2) Assay method Huh7 · 5 · 1 cells (passage number up to the 43rd passage) suspended in DMEM medium containing 10% FCS to 1 × 10 ⁴ cells / 100 μl / well Was seeded in a 96-well microplate, and the medium was changed after 1-day culture. To each of these cells, each test compound was added as a specimen so as to be 5 μM. After standing for 15 minutes, the infectious HCV obtained by 1) above (about 0.2 fmol / well as the amount of HCV core protein) was seeded on Huh7 · 5 · 1 cells to infect, and incubated at 37 ° C., 5% CO _2. For 5-6 days. After culturing, the amount of HCV core protein in the supernatant was quantified by an ortho HCV antigen ELISA test, and the HCV proliferation inhibitory effect of each compound was evaluated.

(Experimental example 1) HCV inhibitory effect and cytotoxicity test results
The compounds possessed by Enamine (Namiki Shoji) were assayed according to the method of Example 2. IFN-α (final concentration 100 to 200 Units / ml) was used as a positive control for HCV growth inhibitory factor, and DMSO was used as a solvent as a negative control. Cytotoxicity tests on Huh7 · 5.1 cells were performed by the WST method in which the absorbance of formazan produced by the tetrazolium salt WST-8 was directly measured. In particular, the results of four typical compounds are shown in Table 1.

  According to the assay method for detecting an HCV inhibitor of the present invention, various substances that affect HCV replication or HCV protein translation can be searched and detected. As a result, the assay method of the present invention can be used as a test system for screening a new HCV inhibitor / therapeutic agent from a compound library, and any one selected from the entire process of the HCV growth cycle. It enables screening for new HCV inhibitors / therapeutic agents that target the process.
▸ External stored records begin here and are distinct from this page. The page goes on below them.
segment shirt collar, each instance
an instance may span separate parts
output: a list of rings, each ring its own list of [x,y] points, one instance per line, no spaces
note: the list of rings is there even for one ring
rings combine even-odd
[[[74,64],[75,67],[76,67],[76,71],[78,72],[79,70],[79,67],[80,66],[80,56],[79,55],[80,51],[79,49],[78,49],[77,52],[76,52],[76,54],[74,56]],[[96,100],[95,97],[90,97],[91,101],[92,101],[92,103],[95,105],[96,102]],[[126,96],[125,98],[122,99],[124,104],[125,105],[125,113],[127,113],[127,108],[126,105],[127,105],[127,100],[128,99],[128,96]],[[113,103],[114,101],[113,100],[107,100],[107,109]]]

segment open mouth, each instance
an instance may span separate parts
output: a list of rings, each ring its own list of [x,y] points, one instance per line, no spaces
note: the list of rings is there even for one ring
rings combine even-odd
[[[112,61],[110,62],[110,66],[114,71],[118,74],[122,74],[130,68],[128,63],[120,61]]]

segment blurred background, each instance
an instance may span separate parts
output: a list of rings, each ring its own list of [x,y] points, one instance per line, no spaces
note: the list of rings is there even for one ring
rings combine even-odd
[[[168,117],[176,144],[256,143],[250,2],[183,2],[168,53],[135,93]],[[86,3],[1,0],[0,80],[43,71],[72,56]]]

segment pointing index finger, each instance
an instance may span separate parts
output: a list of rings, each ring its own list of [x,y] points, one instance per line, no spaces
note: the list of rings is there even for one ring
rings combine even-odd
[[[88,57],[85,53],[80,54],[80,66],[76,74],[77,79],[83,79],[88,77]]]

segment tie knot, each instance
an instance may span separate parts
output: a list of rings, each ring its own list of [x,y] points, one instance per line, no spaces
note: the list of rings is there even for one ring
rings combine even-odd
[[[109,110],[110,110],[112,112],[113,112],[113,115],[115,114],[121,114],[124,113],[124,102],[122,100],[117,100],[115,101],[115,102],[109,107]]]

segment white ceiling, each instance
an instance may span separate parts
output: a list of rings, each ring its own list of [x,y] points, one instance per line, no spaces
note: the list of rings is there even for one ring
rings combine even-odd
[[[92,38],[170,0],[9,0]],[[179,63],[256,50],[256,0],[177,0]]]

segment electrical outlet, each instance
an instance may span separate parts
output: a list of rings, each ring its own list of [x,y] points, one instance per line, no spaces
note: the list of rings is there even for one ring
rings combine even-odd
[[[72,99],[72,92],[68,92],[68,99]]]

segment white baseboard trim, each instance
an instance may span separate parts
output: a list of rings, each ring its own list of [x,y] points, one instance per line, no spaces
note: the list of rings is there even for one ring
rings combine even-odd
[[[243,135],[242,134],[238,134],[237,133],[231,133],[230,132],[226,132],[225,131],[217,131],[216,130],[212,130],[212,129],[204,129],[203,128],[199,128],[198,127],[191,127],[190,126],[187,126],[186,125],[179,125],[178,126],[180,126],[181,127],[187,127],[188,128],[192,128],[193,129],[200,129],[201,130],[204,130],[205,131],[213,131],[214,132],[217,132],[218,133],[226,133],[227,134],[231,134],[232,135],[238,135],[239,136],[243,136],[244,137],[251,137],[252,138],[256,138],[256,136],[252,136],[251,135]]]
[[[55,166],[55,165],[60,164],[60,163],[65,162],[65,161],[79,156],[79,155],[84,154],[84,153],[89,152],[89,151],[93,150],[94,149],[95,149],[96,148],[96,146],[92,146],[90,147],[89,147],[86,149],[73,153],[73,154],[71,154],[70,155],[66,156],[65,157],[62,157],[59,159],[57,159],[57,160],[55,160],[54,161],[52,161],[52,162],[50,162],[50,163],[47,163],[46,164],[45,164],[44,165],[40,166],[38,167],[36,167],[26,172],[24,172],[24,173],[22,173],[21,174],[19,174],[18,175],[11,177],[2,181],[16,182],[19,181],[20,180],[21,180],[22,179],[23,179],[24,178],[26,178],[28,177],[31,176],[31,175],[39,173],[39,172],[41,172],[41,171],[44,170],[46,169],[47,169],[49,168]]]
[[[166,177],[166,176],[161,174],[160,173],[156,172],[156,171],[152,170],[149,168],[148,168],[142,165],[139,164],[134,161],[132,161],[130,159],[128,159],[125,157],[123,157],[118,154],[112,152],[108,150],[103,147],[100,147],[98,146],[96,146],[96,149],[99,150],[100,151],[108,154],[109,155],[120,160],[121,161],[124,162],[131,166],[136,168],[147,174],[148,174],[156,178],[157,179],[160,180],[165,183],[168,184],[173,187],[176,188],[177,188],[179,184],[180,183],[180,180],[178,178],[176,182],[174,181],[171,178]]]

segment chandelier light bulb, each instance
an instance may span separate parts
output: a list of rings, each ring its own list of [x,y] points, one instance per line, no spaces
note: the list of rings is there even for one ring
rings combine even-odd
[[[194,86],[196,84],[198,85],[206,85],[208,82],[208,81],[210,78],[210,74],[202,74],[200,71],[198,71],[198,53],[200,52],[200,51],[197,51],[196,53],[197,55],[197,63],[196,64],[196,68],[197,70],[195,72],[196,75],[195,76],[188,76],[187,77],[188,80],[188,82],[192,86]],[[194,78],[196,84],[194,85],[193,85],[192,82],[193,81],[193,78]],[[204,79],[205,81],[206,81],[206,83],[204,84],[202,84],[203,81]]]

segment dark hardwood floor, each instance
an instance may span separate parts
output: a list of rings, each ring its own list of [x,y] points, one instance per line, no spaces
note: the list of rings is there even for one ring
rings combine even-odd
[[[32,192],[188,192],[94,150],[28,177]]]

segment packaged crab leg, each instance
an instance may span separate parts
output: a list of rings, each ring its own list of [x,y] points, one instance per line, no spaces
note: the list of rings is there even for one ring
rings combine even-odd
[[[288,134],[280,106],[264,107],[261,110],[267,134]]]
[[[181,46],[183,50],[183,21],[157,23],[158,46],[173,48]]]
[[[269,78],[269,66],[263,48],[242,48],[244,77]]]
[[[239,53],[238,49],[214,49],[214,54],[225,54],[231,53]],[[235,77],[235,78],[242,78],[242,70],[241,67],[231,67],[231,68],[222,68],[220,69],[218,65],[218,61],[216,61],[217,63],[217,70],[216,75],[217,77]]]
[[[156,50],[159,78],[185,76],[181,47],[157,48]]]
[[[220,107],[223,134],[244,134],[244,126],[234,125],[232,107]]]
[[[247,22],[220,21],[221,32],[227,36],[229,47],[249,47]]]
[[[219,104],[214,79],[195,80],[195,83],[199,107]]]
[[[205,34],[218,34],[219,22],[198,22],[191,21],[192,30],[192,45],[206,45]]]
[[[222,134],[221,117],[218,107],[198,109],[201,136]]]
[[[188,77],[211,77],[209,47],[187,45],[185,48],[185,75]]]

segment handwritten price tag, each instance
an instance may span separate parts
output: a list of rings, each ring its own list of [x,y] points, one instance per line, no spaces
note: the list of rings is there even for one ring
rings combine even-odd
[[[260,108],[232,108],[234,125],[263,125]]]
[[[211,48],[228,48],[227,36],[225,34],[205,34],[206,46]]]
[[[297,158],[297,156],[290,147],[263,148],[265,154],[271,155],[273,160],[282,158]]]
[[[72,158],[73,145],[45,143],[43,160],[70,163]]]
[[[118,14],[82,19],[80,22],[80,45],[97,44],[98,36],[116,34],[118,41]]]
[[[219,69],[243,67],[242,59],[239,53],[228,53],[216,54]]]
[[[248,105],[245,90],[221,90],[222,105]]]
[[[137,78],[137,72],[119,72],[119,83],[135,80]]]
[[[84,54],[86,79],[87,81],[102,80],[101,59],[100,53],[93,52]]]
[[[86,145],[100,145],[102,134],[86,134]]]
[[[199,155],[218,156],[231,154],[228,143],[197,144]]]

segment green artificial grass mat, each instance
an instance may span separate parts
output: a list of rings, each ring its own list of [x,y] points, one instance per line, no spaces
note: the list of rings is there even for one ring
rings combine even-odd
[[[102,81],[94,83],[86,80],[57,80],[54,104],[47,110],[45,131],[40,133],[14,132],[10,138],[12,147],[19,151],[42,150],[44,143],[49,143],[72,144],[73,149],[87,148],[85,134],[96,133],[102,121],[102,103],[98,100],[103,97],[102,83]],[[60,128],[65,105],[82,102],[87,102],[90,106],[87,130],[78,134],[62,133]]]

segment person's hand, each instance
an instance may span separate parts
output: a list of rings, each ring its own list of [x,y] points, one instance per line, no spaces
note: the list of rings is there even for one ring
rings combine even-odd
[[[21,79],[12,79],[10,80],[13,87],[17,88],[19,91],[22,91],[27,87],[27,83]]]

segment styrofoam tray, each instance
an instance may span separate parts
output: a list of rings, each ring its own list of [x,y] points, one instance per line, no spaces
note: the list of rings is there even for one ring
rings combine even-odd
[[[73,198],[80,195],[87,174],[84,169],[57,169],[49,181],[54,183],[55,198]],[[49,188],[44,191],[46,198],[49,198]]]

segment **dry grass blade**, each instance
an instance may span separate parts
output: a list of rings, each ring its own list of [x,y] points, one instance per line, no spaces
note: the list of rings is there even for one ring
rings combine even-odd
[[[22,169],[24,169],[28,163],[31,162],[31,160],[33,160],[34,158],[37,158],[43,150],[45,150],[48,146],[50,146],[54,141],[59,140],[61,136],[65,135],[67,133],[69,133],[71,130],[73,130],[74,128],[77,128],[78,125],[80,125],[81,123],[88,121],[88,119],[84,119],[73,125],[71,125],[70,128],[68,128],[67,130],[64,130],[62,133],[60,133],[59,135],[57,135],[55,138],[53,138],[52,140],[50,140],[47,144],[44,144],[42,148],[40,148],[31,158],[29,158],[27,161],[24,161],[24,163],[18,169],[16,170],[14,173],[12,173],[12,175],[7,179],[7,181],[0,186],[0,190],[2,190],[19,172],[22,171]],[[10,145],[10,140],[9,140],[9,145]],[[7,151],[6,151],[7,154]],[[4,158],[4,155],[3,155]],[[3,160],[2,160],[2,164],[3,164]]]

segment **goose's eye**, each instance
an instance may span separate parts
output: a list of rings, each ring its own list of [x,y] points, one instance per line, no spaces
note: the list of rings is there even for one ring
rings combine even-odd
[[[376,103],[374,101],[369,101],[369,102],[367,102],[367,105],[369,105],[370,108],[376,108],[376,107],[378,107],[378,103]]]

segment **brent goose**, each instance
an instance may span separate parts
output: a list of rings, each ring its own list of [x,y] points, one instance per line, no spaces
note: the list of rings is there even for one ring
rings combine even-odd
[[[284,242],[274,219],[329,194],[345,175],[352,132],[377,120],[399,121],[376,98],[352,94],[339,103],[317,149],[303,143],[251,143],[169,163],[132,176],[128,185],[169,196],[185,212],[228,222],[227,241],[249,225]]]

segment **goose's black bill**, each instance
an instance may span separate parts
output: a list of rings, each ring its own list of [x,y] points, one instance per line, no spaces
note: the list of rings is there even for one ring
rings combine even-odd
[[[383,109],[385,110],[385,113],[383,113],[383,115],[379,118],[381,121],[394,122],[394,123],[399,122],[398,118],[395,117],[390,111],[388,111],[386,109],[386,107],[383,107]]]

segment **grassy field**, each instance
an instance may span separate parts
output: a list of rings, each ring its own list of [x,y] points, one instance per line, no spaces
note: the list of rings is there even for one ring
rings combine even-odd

It is a figure which shows the structure of the infectious HCV replicon genome of this invention, and an expression plasmid. It is a figure which shows the assay method of this invention.

Explanation of symbols

a (Fig. 2) Test specimen to be screened. For example, low molecular weight compound libraries and other test samples (5 μM)
b (Fig. 2) Huh7.5.1 / pHH-JFH1 Zeocin resistant cell culture supernatant

Claims (7)

An assay method for detecting a hepatitis C virus inhibitor comprising measuring human hepatitis C virus after contacting human hepatoma-derived Huh7 cells, a test specimen, and infectious hepatitis C virus. An assay method for detecting a hepatitis C virus inhibitor comprising the following steps:
1) a step of seeding Huh7 cells derived from human liver cancer;
2) adding the test specimen to the medium containing the seeded cells;
3) further disseminating infectious hepatitis C virus;
4) heating at 37 ± 1 ° C .;
5) A step of collecting the culture supernatant and measuring hepatitis C virus. The assay method according to claim 1 or 2, wherein the human hepatoma-derived Huh7 cells are Huh7.5.1 cells. An infectious hepatitis C virus contains a core protein and two envelope proteins (E1, E2) as well as a nonstructural protein (NS protein) required for replication, and the genome of the hepatitis C virus encodes the core protein The assay method according to any one of claims 1 to 3, which is an infectious hepatitis C virus replicon genome in which a promoter sequence is arranged upstream of. The assay method according to claim 4, wherein the promoter sequence arranged in the infectious hepatitis C virus replicon genome is a sequence of PolI promoter or T7 promoter. The assay method according to claim 4 or 5, wherein the infectious hepatitis C virus replicon genome comprises a terminator sequence located downstream of the gene region encoding NS5 protein. The assay method according to any one of claims 1 to 6, wherein the measurement of hepatitis C virus measures the amount of hepatitis C virus core protein.